When I’m not seeing patients, I write, read and take care of my family.
Background
My formative years were spent in Bhagalpur, Bihar, where my father worked as an academic. We were a family of modest means who lacked for nothing. I remember my childhood as content, sociable and loving. I was very fond of my school friends at Mount Carmel School, and still count on some close friendships resulting from that time. Now that I have my own children going through school, I look back at astonishment at how little my school had in terms of resources or extracurricular activities, which were really unheard-of terms. But what we had in abundance was the commitment and confidence of our teachers, who gave us their all. My small school has gone on to produce high achievers in every field of endeavour and it’s right that we still remember our teachers with affection and reverence. I am extremely proud of my Indian roots.
Tell us about any current projects or initiatives you wish to promote
My most recent book What It Takes to Be a Doctor was a finalist for the Royal Society of Arts Career Book Award. It is intended for high-school and college students aspiring to enter medicine. Over the course of my career, I have seen the extraordinary pressure on students to become a doctor, this being especially common on the Indian subcontinent, but so too in many other places. But I think that the public sees just one aspect of medicine, to do with job security, privilege and income. However, as the well-publicized excessively high rates of burnout, exhaustion, bullying and self-harm suggest, all that glitters is not gold.

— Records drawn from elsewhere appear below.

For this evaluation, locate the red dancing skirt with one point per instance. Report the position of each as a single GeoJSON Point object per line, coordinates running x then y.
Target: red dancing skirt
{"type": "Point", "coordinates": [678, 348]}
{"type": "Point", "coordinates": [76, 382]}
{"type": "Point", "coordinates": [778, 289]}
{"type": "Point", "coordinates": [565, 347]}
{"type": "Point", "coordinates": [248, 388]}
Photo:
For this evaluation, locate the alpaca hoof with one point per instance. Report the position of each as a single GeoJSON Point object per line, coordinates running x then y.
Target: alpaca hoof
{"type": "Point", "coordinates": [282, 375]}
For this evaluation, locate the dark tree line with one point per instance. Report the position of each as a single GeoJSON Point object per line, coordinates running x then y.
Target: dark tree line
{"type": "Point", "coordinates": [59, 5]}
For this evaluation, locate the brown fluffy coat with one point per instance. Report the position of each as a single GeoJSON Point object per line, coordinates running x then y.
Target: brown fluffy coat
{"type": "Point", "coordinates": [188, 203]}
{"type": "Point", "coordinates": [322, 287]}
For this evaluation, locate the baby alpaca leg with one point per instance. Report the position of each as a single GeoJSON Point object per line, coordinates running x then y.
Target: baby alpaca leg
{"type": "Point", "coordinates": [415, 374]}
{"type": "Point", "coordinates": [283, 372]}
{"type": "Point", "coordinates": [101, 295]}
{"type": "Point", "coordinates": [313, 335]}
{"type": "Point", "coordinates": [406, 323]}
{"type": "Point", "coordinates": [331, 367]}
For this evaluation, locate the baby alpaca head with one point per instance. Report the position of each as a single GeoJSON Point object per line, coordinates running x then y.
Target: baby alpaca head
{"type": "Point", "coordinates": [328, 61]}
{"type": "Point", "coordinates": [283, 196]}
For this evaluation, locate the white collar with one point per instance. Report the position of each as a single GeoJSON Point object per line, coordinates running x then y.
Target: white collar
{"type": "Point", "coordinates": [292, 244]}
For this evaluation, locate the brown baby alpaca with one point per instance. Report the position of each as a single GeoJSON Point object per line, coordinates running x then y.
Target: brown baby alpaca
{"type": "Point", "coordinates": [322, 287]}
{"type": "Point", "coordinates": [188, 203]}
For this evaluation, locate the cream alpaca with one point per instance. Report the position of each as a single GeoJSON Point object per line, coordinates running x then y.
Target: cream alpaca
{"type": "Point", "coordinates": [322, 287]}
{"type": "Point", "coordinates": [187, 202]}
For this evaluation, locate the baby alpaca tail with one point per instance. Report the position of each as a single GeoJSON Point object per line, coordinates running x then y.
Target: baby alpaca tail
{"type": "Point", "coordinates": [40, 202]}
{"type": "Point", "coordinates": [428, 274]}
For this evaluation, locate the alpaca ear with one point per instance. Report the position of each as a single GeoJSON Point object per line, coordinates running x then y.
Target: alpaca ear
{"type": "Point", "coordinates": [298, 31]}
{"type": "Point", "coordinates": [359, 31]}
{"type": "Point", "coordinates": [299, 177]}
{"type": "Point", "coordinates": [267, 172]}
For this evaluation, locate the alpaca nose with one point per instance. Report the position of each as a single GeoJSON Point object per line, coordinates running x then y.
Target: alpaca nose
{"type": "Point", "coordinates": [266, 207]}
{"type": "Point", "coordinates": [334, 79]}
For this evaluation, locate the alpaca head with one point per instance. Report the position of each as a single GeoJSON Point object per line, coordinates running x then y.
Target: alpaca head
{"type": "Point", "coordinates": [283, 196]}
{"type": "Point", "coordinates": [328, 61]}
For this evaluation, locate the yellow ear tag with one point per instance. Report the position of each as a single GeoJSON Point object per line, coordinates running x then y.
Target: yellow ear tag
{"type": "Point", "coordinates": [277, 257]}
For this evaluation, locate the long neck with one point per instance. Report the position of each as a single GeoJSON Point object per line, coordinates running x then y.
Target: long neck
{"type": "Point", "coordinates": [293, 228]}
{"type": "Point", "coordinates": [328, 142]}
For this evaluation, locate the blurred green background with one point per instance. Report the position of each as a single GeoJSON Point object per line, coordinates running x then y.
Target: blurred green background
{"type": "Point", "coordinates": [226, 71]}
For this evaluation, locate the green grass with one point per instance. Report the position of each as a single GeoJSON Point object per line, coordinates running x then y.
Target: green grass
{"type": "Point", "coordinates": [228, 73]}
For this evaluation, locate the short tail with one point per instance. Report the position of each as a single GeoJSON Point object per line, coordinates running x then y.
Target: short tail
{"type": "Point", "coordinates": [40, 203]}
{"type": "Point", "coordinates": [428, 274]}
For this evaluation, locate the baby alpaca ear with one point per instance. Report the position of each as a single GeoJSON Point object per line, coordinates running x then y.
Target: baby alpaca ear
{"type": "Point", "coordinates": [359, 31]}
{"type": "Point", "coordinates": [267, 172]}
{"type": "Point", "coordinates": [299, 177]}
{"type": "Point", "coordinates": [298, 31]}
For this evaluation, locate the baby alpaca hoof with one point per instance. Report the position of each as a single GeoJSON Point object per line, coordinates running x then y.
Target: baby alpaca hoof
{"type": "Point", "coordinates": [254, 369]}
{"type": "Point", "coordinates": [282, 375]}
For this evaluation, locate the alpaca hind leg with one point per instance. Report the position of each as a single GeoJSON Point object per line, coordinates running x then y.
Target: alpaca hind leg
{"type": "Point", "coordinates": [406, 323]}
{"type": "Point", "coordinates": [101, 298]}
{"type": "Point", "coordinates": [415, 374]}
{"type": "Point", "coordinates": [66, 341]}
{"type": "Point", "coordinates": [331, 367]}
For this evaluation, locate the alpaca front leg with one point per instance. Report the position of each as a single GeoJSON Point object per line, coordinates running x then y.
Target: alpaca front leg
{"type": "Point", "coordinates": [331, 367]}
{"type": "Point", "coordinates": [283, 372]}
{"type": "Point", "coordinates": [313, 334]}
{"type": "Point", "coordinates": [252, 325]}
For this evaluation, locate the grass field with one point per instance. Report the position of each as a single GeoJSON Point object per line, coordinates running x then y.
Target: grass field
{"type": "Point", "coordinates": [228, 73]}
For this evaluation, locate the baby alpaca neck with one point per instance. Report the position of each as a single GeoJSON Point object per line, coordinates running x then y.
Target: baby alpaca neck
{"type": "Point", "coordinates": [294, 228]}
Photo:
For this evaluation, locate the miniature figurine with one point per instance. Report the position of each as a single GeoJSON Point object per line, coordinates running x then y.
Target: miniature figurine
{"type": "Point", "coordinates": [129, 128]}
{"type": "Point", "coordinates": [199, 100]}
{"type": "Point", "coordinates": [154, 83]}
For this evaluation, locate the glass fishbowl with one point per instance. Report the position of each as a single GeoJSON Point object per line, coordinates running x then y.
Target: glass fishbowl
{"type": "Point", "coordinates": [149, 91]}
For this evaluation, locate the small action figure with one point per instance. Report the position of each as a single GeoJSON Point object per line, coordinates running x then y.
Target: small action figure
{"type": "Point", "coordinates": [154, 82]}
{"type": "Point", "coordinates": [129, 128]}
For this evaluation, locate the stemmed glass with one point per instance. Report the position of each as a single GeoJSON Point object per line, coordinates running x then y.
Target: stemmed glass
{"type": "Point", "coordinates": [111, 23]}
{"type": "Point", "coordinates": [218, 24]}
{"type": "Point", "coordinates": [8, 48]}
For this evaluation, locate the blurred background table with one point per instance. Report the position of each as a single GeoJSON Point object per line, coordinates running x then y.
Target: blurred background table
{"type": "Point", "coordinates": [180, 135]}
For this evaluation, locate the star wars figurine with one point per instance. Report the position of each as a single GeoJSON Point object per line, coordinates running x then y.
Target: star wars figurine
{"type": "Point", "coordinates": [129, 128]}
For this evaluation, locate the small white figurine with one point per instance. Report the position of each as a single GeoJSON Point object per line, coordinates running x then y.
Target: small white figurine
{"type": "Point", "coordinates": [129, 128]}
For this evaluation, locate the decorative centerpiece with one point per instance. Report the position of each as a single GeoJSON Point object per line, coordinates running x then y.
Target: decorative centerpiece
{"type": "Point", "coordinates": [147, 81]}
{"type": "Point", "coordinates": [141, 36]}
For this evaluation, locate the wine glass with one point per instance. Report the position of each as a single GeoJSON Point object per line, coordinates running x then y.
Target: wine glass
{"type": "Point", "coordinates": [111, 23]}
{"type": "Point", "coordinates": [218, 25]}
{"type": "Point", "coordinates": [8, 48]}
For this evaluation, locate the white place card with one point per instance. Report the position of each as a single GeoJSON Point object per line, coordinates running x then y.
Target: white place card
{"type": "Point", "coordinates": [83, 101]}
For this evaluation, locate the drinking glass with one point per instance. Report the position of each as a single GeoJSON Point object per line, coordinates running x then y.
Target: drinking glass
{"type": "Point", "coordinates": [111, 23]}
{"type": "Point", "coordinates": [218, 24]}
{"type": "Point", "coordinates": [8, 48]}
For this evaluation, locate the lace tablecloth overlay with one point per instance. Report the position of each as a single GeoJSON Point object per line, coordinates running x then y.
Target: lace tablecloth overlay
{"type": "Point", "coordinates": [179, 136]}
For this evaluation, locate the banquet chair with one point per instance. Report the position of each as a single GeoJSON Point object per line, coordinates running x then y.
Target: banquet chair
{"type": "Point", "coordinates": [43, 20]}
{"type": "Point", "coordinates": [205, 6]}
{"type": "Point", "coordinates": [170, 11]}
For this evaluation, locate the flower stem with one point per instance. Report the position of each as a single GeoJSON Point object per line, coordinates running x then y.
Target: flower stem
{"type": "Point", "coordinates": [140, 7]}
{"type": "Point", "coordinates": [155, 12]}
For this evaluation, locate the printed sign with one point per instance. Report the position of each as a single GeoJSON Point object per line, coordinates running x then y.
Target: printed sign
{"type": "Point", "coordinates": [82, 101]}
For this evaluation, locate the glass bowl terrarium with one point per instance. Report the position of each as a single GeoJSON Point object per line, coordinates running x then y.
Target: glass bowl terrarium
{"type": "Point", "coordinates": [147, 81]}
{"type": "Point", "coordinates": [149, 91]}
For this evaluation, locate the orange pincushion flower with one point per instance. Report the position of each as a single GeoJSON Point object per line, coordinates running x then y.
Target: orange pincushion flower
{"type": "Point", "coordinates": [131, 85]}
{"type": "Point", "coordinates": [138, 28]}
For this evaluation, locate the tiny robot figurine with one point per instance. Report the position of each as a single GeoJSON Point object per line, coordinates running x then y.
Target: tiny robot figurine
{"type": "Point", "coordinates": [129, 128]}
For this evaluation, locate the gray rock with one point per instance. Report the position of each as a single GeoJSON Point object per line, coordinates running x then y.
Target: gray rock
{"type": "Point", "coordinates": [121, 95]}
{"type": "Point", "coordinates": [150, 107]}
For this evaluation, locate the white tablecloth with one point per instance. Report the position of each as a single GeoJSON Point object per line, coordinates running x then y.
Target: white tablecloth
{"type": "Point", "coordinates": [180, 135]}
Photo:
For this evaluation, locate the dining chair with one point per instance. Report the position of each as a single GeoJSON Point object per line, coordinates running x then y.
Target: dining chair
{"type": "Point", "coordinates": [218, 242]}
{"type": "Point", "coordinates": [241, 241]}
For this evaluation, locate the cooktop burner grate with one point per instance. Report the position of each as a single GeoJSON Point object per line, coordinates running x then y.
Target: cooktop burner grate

Medicine has a tedious, difficult and somewhat less wonderful side that anyone contemplating a career in it should know about before, not after the fact.
A career in medicine has brought me untold joy and my book shares some of the reasons why. But it’s right for aspiring students and their parents to know that this is not the case for everyone. Before committing decades of one’s life to medical training, it’s important to weigh up whether a career in medicine is right. This kind of due diligence is almost always missing from the lives of students but I think it has never been more important.
What has been your biggest challenge in achieving your success?
Gender bias and colour bias. I don’t lose sleep over it as much now because I have other priorities, but I’d be dishonest if I said I don’t think about it at all. But I also consider that my life has been dramatically different from my mother’s who was the only girl in her Indian college and who attended classes under the eye of a male chaperone hired to take her straight home afterwards. My mother received an academic degree that prevailing custom didn’t allow her to use, but she has been my outright champion in following my professional ambitions. I like to think that my daughter will see an even more enlightened world but that remains to be seen.
What has been your greatest achievement personally?
My three children. Holding their lives in my hand and having the capacity to shape at least some aspects of the people they become is at once a tremendous and magnificent responsibility and one that I love to rise to.
If you weren’t doing what you do now, what would you be doing?
I really wanted to be a diplomat in the Indian Foreign Services but the truth is, when I was growing up, we didn’t even have television coverage in Bihar, let alone contact with someone who had met or been a diplomat. I guess it’s true what they say: you can’t be what you can’t see! Thankfully, I have managed to combine my other great interest, in journalism, with being a doctor.
Who has been your biggest inspiration?
A career in medicine has exposed me to many inspiring people from different walks of life. There is a long list of people who have impacted me in some way and made me a better human being. But if I had to choose one, I’d come back to my roots. My parents and brother have given me two important qualities, resilience and humanity. I am a work in progress!
What does the future hold for you?
My newest book, A Better Death: Conversations in the Art of Living and Dying Well comes out in June. In it, I ponder the meaning of a life well lived while recollecting the lives of some of my most memorable patients. I reflect on the values they lived by; the conversations that we must all have with our loved ones; and share advice about what we can do achieve a peaceful death and a calm aftermath for those left behind.
This was a difficult, but I hope, important book to write. I have learnt a lot from my patients, young and old, and those lessons deserve to be widely shared. We live in a frantic and self-obsessed world – I hope that my book will spark some important conversations in society about what it takes to live and die well.